If you’re coming in the summer, make it a point to use sunscreen when you’re outside. It does get very hot, especially in certain areas. Even in Chicago, which is in the north, the lattitude is 42N (to help yo upicture it out, Leeds is 53.7 N).
When you’re in the U.S., it may be best to avoid talking about sensitive issues like guns or religion or politics. Brits can engage in a heated debate one minute and have a beer with their opponent the next, but Americans don’t usually do that, especially with strangers.
Many Brits just don’t see how expensive medical treatment in the U.S. generally is. Remember as well that you may need to pay wit hyour own cash, and then file for reimbursement when you return home.

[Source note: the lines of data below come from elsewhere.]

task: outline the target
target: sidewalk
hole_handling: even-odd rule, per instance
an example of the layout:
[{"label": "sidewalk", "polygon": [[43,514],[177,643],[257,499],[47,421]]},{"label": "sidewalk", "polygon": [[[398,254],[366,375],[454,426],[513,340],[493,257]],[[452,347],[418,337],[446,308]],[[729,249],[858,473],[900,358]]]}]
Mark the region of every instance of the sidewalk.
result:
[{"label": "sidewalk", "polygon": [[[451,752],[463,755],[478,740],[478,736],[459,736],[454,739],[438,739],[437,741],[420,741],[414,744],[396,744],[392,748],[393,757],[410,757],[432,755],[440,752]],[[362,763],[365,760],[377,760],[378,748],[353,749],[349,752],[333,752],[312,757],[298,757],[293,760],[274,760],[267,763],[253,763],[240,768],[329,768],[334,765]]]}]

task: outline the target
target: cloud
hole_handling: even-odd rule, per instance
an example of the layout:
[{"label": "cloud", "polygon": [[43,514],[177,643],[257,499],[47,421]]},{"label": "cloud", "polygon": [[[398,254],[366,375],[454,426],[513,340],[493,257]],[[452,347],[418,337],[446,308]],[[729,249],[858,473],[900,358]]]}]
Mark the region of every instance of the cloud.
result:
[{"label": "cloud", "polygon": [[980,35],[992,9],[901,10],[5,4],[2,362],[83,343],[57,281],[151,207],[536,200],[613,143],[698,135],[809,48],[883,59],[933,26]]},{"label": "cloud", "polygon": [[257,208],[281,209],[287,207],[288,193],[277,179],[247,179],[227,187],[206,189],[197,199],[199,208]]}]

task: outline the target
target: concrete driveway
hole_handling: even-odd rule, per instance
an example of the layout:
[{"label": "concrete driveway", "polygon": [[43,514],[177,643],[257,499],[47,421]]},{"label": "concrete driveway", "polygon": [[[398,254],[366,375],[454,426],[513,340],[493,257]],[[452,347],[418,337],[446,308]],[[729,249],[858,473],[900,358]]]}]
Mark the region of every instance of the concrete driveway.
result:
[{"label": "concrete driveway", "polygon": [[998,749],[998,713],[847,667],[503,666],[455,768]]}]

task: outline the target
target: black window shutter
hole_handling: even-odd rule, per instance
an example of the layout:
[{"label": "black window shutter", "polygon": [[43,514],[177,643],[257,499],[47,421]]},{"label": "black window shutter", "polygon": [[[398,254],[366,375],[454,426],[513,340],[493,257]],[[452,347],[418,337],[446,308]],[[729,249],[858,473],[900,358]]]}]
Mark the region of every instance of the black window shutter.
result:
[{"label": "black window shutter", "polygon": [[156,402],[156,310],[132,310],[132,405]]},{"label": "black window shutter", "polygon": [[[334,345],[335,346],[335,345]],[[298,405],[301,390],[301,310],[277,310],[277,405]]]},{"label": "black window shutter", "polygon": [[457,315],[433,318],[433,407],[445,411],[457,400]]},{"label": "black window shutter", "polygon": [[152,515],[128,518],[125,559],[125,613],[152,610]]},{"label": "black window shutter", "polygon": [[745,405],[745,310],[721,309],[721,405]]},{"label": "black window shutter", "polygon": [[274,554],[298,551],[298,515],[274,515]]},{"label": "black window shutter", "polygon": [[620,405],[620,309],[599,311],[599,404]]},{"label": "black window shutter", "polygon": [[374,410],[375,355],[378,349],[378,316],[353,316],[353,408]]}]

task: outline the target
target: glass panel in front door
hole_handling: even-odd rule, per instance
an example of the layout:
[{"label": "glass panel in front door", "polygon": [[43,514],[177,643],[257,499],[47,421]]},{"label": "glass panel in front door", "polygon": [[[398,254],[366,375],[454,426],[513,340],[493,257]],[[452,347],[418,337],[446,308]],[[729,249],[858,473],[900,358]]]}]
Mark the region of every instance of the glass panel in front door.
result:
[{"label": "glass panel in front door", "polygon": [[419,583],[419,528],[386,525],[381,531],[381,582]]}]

In other words, prepare liquid funds when coming to the U.S.
Don’t pack all those toiletries – they sell them in the U.S. too. Besides, they’re heavy and they’ll make you waste your baggage allowance. Most probably, your host has bought some toiletries for you anyway.
When you go shopping, don’t assume that the visible price is all you need to pay. Most states have sales tax and you won’t find it on the tag. And there’s no tourist tax refund as with VAT, though you may not have to pay tax if you’re shipping back to the U.K.
And speaking of shopping, leave enough space in your suitcase for all the new clothes you’ll be buying. A lot of Brits indulge while they’re in the U.S. where prices can be drastically cheaper compared to back home.
Finally, when you go grocery shopping, avoid bagging your own goods. You’re not expected to in most cases, and you ay even cause a little fuss if you try. Just stand and wait for the checkout person to do their thing. There will be exceptions and you’ll have to trust your common sense for this. If you see the other customers bagging their stuff, that’s your cue.